Очень смешно второму голосу. А мне печально. Устаю. Всё вокруг сверкает фантастичными цветами. Только кровь на полу и размозженный череп очень тусклые, ведь этот человек никогда не был настоящим. Нет, я не говорю, что он не существовал на самом деле. Просто ему так и не повезло побыть действительно живым, когда чувствуешь болезненное разочарование от неудачного самоубийства.

Начинает болеть голова. Не знаю, сколько мы так сидели. Я у мёртвого тела. Старик в углу со своим бредом. Свежевыпавший снег на улице. Встряхнула голову вместе с мыслями. Кажется, волосы уложились и больше не улетают сквозь пальцы. Исчезла третья рука.

– Аааааа. – Проверила голос, мой.

Так дело не пойдёт. Нужно двигаться вперёд. Вдруг захотелось жить. Найти решение всем своим проблемам.

– Я не смогу спокойно пойти в город со своей кожей. – Говорю вслух.

– Сейчас, сейчас! – Вдруг вскрикивает старик и убегает на улицу.

Проверяю карманы бандюги. Сигареты, немного денег, мобильный телефон. Наверняка его будут искать остальные. Времени мало. Однако у меня есть идея. Говорят, все самые удобные номера телефонов заняты мажорами. Сейчас и проверим. Набираю первое, что приходит в голову и очень удобное.

– Я золотой человек. – Говорю.

– Ясно. – Отвечает мужской голос на той стороне.

– Вы не понимаете. Я Золотой Человек. – Делаю ударение на каждое слово, чтобы понятнее стало.

Несколько мгновений тишина.

– Где вы находитесь? – Спрашивает тот.

– Нет, не так. Скажите, где Вы находитесь. Мне нужно название вашего города.

– Склеп, но…

– Я позвоню. – Кратко прерываю его, разбиваю телефон рядом с головой бандюги.

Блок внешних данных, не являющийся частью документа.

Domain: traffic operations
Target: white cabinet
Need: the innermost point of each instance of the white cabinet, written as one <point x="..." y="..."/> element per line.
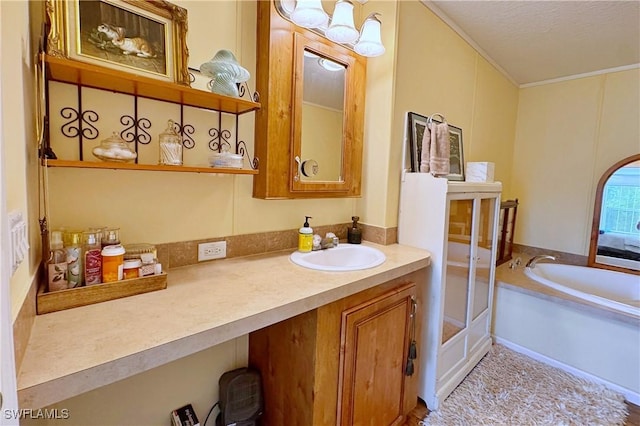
<point x="457" y="223"/>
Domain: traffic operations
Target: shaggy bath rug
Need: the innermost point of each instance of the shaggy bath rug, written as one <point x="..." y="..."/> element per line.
<point x="508" y="388"/>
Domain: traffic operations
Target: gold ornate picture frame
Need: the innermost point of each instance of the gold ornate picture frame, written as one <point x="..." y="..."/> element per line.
<point x="144" y="37"/>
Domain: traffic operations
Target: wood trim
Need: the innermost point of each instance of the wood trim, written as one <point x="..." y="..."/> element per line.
<point x="302" y="42"/>
<point x="354" y="323"/>
<point x="88" y="75"/>
<point x="274" y="121"/>
<point x="145" y="167"/>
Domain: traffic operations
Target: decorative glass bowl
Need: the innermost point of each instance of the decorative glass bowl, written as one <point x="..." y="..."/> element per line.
<point x="114" y="149"/>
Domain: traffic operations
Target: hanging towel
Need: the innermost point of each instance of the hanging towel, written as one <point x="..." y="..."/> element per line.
<point x="435" y="149"/>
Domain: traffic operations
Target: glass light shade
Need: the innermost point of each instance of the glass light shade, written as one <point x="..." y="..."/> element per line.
<point x="309" y="13"/>
<point x="370" y="42"/>
<point x="342" y="29"/>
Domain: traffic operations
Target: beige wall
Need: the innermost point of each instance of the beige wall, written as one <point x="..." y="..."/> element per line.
<point x="568" y="134"/>
<point x="437" y="71"/>
<point x="19" y="134"/>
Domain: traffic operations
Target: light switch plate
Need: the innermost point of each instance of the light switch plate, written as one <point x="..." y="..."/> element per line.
<point x="210" y="251"/>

Старик пришёл с глиной в ладонях. Он её нёс бережно, протягивал мне точно это драгоценность.

– Что? – Недоумеваю я.

– Маска! – Отвечает он. – Глина и мука!

Безумец, оказывается, не без смекалки. Да, выглядеть естественно я не буду, но и сейчас не лучше. Лучше выглядеть странно, замазать своё лицо другим цветом, чем расхаживать по городу с золотой кожей.

Пока мы замешивали мне маску, я смотрела на его мокрое лицо. Подумала о том, что не так уж плох этот старик.

– Я не помогу тебе с телом, ничем не могу тебе помочь. – Говорю честно.

Он машет отрицательно головой.

– Я могу, ангел мой. Я пойду с тобой. Пусть небесами закончится наш путь.

На счёт небес не знаю, а вот Склепом может и закончится.